Austerity strikes London nonprofits
Subsidize this: Brit legit players scored in 2010, but what’s next for the onstage heavy hitters?
The RSC opened its splendid theater at Stratford-upon-Avon with the runaway hit “Matilda.” Dennis Kelly (book), Tim Minchin (music and lyrics), and helmer Matthew Warchus turned Roald Dahl’s episodic heart-warmer into a theatrical masterwork of tears and joy. Bertie Carvel as vicious headmistress Miss Trunchbull gave a hilarious, daringly dark perf that had nothing to do with drag and everything with controlled fervor.
2011: The RSC plans to transfer the show to the West End next fall without outside co-producers
Jamie Lloyd, director
Lloyd’s intense Donmar Warehouse rethink of the Sondheim/Lapine tuner “Passion” seemed to realize the writers’ original intention of creating a headlong rush. Lloyd shaved 15 minutes from the almost two-hour Broadway running time. Had it not been so welded to the intimate Donmar space, it would have transferred.
2011: Lloyd helms the U.K. bow of tuner “The 25th Annual Putnam County Spelling Bee” (Donmar, Feb. 11-April 2) and Tarell Alvin McCraney’s “American Trade” (RSC, Hampstead Theater, June 2-18).
Nina Raine, playwright
Raine’s Royal Court debut “Tribes” was a serious comedy about identity and family ties.
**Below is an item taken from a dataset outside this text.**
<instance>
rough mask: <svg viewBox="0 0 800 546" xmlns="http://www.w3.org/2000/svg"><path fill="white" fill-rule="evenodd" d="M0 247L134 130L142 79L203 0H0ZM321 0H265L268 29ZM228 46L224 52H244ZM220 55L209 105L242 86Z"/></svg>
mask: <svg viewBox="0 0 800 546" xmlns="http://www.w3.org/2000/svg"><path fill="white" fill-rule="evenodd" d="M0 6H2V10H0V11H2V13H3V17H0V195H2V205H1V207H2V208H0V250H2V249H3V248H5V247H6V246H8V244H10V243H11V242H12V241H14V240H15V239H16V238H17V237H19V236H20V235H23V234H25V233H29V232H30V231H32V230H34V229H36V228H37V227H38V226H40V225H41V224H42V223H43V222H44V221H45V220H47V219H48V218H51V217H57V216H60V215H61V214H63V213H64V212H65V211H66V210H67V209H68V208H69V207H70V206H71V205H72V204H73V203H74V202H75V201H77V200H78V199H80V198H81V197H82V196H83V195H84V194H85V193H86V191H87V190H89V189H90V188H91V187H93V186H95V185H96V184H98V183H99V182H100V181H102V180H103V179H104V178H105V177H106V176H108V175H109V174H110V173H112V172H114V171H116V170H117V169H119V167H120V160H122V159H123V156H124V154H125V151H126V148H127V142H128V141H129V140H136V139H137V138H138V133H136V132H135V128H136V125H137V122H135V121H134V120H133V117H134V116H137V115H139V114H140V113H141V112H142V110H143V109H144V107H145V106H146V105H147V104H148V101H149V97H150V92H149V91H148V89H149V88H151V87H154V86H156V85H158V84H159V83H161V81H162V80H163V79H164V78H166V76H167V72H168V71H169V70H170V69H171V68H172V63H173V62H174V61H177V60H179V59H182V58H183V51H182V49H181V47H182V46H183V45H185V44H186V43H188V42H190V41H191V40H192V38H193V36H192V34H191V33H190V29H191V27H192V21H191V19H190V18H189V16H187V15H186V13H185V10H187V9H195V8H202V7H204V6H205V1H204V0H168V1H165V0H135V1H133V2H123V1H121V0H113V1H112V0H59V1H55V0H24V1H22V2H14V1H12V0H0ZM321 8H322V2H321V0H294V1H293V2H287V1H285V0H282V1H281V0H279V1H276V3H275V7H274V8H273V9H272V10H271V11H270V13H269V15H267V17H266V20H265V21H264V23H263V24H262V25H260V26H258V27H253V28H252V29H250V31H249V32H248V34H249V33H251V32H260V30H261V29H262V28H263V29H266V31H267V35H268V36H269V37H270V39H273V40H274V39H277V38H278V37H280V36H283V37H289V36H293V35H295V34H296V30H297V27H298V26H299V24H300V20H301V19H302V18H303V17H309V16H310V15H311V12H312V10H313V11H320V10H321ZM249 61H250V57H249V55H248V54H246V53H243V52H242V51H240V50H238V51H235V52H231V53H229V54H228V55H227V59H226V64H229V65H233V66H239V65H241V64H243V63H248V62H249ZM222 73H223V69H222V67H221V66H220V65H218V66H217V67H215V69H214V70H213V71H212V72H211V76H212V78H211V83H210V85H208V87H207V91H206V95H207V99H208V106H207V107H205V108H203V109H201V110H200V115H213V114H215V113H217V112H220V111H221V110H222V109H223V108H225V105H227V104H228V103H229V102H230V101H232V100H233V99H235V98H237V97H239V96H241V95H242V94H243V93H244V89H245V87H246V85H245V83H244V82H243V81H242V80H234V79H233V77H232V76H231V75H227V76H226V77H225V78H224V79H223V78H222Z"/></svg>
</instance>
Roger Michell’s production allowed the ideas — and the actors — to shine, not least Michelle Terry in an unsentimental performance as a woman losing her hearing but never her insight.
2011: Raine directs her latest play “Tiger Country” (Hampstead, Jan. 19-Feb. 5).
Bunny Christie, designer
In a year of impressive National Theater productions, Howard Davies’ revival of “The White Guard” was a standout. A play of vivid contrasts, it was opened up and animated by Bunny Christie’s audacious, immense set that used height, depth and width to pull off its dramatic surprises.
2011: Christie designs Pinter’s “Moonlight” (Donmar, April 7-May 28).